BIOGRAPHY

Born in Roanoke, VA, and raised in Honolulu, HI, Christina Grof was a graduate of Sarah Lawrence College, where she studied with mythologist Joseph Campbell and poet Muriel Rukeyser. A mother and wife, she was a former teacher of art, writing, and Hatha Yoga. For many years, she was also a student and devotee of Swami Muktananda Paramahamsa, head of the Siddha Yoga lineage.

After 11 years of marriage, she divorced her husband Winston Healy, principal of the Honolulu Punaho School, and moved to California.From 1975 until 1988, Christina was in residence at the Esalen Institute in Big Sur, California, where she and her husband Stanislav Grof, coordinated and led a series of 30 experimental month-long educational programs, as well as five-day and weekend workshops.

In 1976, she started teaching, lecturing, and conducting workshops on various topics of transpersonal psychology in North, South, and Central America, Australia , India, Japan, and a number of European countries.

Motivated by her own transpersonal crisis (“spiritual emergency”) that took the form of Activation of Kundalini, she founded in 1980 at the Esalen Institute the Spiritual Emergency Network (SEN), an organization helping people in psychospiritual crisis to avoid psychiatric stigma and find alternative treatment. The concept of “spiritual emergency” has benefitted hundreds of people and the SEN has over the years developed filial branches worldwide. Christina and her husband Stan co-authored two books on this subject, entitled Spiritual Emergency and The Stormy Search or the Self.

 After her 8-year battle with alcohol, Christina became very active in the alcoholism and addictions field. She wrote an influential book on the relationship between spirituality and addiction entitled The Search for Wholeness and inspired and coordinated an Esalen monthlong workshop and two large conferences of the International Transpersonal Association (ITA) that all shared the topic The Mystical Quest, Attachment, and Addiction (in Eugene, OR, and Atlanta, GA). It was an attempt to create a comprehensive treatment program for alcoholism and addictions by bringing together the Twelve Step Programs with their success in treating addictions and transpersonal psychology legitimizing spirituality by bringing for it scientific support.
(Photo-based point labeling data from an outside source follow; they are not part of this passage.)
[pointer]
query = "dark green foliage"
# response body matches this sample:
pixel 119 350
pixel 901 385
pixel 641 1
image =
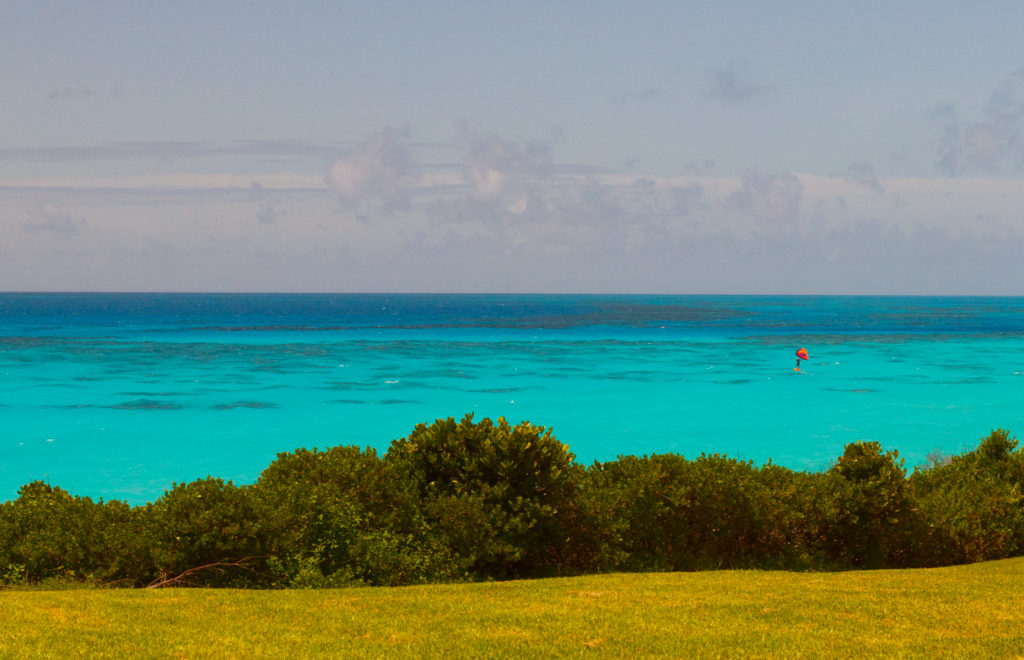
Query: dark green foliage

Christina participated with her husband in the founding of the International Transpersonal Association (ITA) and co-coordinated with him and participated in a number of large international professional conferences of this organization - in Boston, MA; Melbourne, Australia; Bombay, India; Davos, Switzerland; Kyoto, Japan; Santa Rosa, CA; Santa Clara, CA, Killarney, Ireland; Eugene, OR; Atlanta, GA; Prague, Czechoslovakia; Santa Clara, CA; Manaos, Brazil; and Palm Springs, CA. She taught at professional training programs in the United States and Europe, and training sessions for the staff at Sierra Tucson, an addictions treatment facility in Tucson, Arizona. In her last few years, she focused on writing and lecturing.

Christina in Tibet

 

 

 

Christina is the author of The Thirst for Wholeness: Attachment, Addiction, and the Spiritual Path, the auto-biographical memoir The Eggshell Landing: Love, Death and Forgiveness in Hawaii; Spiritual Emergency: When Personal Transformation Becomes a Crisis; The Stormy Search for the Self: and Holotropic Breathwork:A New Approach to Self-Exploration and Therapy (the last four are co-written with her husband).These books have been translated into many languages. Some of Christina’s published articles have appeared in Crossroads: The Quest for Contemporary Rites of Passage (Louise Mahdi, Nancy Christopher, and Michael Meade, Eds., Open Court, 1997), Common Boundary, the Re-Vision

Christina was interviewed on a number of radio and television stations nationally and internationally and was the subject of many videos and newspaper and magazine articles. She was also a consultant for special effects in the MGM science fiction film, Brainstorm (1982), directed by John Foreman and starring Natalie Wood, Christopher Walken, Louise Fletcher, and Cliff Robertson, and in the 20th Century Fox science fiction movie Millenium. (1989), directed by Michael Anderson and starring Kris Kristofferson and Cheryl Ladd. At the time of her death, she was working on a book of her paintings (see the ART section of this website).